By Cameron Rasmusson
Reader Staff
A recent study places Bonner County among the highest rates in the nation for parents opting kindergarten-age children out of vaccinations.
Published in the peer-reviewed, open-access journal PLOS Medicine, the study examines vaccine exemption rates for “philosophical-belief” reasons in 12 of the 18 states that allow it: Arkansas, Arizona, Idaho, Maine, Minnesota, North Dakota, Ohio, Oklahoma, Oregon, Pennsylvania, Texas and Utah.

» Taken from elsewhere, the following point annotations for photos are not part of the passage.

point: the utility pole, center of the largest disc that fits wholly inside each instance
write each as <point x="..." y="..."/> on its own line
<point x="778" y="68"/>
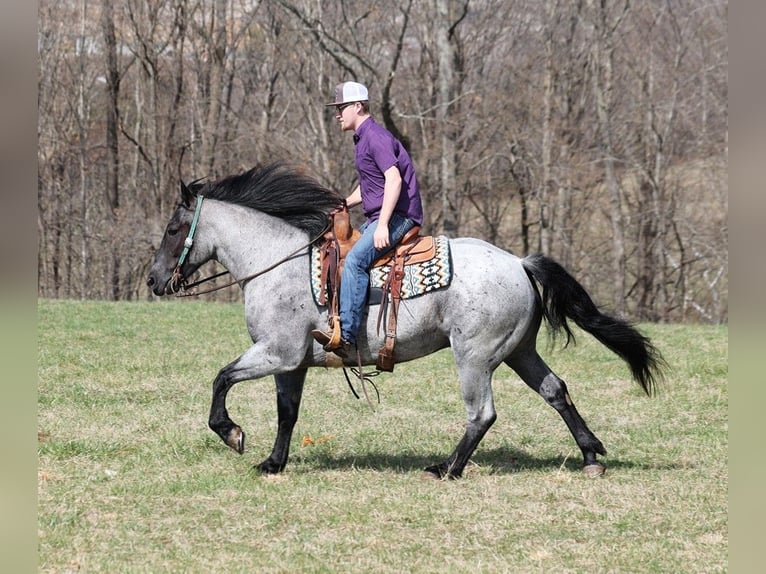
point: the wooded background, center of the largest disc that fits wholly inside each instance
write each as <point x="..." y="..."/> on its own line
<point x="593" y="131"/>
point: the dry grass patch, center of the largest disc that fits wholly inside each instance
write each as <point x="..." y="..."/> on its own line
<point x="130" y="479"/>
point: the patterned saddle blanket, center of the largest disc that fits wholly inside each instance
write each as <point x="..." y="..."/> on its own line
<point x="419" y="278"/>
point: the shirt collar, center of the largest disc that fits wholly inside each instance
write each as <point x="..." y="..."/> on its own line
<point x="362" y="129"/>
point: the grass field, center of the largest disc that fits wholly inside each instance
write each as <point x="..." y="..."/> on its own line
<point x="130" y="479"/>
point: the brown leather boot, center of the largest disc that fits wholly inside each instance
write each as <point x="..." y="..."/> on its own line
<point x="331" y="344"/>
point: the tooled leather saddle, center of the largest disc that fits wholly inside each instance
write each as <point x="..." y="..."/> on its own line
<point x="337" y="243"/>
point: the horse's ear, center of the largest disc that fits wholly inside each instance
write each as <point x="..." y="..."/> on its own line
<point x="186" y="195"/>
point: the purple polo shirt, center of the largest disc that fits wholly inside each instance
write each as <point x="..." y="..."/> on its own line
<point x="376" y="151"/>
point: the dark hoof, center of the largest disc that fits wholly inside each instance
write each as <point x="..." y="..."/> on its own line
<point x="438" y="472"/>
<point x="268" y="466"/>
<point x="594" y="470"/>
<point x="236" y="440"/>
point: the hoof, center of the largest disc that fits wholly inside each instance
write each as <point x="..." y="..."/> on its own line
<point x="594" y="470"/>
<point x="438" y="472"/>
<point x="269" y="467"/>
<point x="236" y="440"/>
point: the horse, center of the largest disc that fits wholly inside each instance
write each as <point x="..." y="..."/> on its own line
<point x="260" y="225"/>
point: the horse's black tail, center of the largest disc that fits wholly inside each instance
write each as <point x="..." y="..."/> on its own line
<point x="563" y="297"/>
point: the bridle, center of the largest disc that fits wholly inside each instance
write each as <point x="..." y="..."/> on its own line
<point x="185" y="289"/>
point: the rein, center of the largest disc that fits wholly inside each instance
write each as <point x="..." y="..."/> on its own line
<point x="185" y="289"/>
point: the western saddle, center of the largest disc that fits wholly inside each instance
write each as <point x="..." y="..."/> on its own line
<point x="337" y="242"/>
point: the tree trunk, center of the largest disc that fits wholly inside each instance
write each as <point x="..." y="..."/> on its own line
<point x="112" y="144"/>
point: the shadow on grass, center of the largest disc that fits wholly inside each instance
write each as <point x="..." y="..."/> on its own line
<point x="501" y="460"/>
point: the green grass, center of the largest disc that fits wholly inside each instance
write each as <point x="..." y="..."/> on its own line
<point x="130" y="478"/>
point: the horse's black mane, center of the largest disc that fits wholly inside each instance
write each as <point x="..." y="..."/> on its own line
<point x="277" y="189"/>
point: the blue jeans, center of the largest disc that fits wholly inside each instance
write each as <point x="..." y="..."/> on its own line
<point x="356" y="271"/>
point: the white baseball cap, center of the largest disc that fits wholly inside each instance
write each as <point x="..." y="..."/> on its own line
<point x="349" y="92"/>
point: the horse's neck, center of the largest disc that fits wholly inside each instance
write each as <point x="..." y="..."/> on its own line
<point x="246" y="241"/>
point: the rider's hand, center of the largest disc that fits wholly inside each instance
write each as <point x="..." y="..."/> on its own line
<point x="380" y="237"/>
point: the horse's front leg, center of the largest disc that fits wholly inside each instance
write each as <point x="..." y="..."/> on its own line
<point x="255" y="363"/>
<point x="219" y="420"/>
<point x="289" y="393"/>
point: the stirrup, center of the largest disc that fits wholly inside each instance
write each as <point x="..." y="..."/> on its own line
<point x="330" y="340"/>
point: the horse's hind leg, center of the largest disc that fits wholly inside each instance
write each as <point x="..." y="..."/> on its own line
<point x="289" y="392"/>
<point x="535" y="373"/>
<point x="476" y="387"/>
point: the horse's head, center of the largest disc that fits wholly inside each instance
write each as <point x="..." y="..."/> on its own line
<point x="168" y="271"/>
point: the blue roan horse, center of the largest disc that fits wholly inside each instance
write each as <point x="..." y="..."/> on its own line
<point x="490" y="313"/>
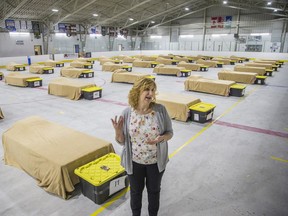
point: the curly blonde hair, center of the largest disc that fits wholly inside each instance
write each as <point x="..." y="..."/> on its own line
<point x="138" y="87"/>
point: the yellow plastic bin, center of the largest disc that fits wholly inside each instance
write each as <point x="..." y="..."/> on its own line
<point x="34" y="82"/>
<point x="91" y="93"/>
<point x="102" y="178"/>
<point x="201" y="112"/>
<point x="237" y="90"/>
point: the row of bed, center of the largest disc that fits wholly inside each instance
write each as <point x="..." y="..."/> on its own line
<point x="37" y="145"/>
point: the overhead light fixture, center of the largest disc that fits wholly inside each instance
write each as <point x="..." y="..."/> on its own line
<point x="186" y="36"/>
<point x="218" y="35"/>
<point x="155" y="36"/>
<point x="19" y="33"/>
<point x="259" y="34"/>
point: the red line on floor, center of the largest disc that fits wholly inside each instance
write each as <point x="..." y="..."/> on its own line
<point x="253" y="129"/>
<point x="113" y="102"/>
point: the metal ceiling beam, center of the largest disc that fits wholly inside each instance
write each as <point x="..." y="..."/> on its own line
<point x="123" y="12"/>
<point x="179" y="17"/>
<point x="81" y="8"/>
<point x="13" y="11"/>
<point x="161" y="13"/>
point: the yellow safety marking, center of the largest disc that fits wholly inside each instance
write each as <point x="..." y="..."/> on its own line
<point x="110" y="202"/>
<point x="106" y="205"/>
<point x="279" y="159"/>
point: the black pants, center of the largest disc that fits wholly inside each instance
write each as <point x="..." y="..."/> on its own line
<point x="151" y="174"/>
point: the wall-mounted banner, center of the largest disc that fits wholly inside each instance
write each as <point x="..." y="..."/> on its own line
<point x="10" y="25"/>
<point x="221" y="22"/>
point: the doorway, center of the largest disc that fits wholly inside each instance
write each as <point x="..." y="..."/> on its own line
<point x="37" y="49"/>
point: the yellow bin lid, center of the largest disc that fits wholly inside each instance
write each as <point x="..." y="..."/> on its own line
<point x="101" y="170"/>
<point x="202" y="107"/>
<point x="92" y="89"/>
<point x="33" y="79"/>
<point x="238" y="86"/>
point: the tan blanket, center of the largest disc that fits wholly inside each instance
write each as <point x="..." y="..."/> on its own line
<point x="225" y="61"/>
<point x="1" y="114"/>
<point x="126" y="77"/>
<point x="18" y="79"/>
<point x="52" y="63"/>
<point x="190" y="66"/>
<point x="241" y="77"/>
<point x="207" y="63"/>
<point x="218" y="87"/>
<point x="170" y="70"/>
<point x="108" y="66"/>
<point x="246" y="69"/>
<point x="50" y="152"/>
<point x="128" y="59"/>
<point x="12" y="66"/>
<point x="78" y="64"/>
<point x="267" y="66"/>
<point x="37" y="68"/>
<point x="139" y="63"/>
<point x="165" y="61"/>
<point x="179" y="58"/>
<point x="68" y="88"/>
<point x="177" y="105"/>
<point x="72" y="72"/>
<point x="104" y="60"/>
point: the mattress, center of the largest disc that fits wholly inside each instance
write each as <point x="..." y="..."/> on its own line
<point x="177" y="105"/>
<point x="50" y="152"/>
<point x="247" y="69"/>
<point x="18" y="79"/>
<point x="72" y="72"/>
<point x="200" y="84"/>
<point x="68" y="88"/>
<point x="126" y="77"/>
<point x="108" y="66"/>
<point x="241" y="77"/>
<point x="168" y="70"/>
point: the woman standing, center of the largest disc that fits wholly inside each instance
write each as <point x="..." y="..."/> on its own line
<point x="144" y="129"/>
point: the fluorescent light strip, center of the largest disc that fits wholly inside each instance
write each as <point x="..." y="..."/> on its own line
<point x="259" y="34"/>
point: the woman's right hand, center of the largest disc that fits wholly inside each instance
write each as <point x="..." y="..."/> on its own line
<point x="118" y="123"/>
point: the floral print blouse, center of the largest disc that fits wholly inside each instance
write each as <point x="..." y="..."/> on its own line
<point x="141" y="128"/>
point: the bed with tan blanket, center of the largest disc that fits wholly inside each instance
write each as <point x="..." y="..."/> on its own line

The study, based on 2016-17 statistics, found that Bonner County ranks second in the nation for exemption rates at 19.6 percent. Only Camas County in Idaho outranked the North Idaho region at 26.7 percent, good enough for a number-one spot. Other Idaho counties that made the top 10 include Valley County with 18.2 percent at third, Custer County with 17.1 percent at fourth, Idaho County with 16.1 percent at fifth, Boise County with 15.6 percent at seventh, Kootenai County with 14.9 percent and eighth and Boundary County with 14.6 percent at ninth.
According to Idaho Education News, vaccination rates below 90 percent are of particular concern to public health agencies. That’s because a 90-percent rate is the medically-accepted level at which herd immunity provides community-wide protection. Because diseases cannot establish a foothold to incubate and spread, both the vaccinated and unvaccinated, some of whom remain so by medical necessity, are protected.
Altogether, Idaho has a vaccination exemption rate of 6.2 percent, one of the highest in the nation. In addition to allowing for medical exemptions, Idaho also permits religious- and philosophical-based exemptions, which contribute to the higher figures. According to Idaho Education News, the submission of a two-page form is the only requirement to declare an exemption.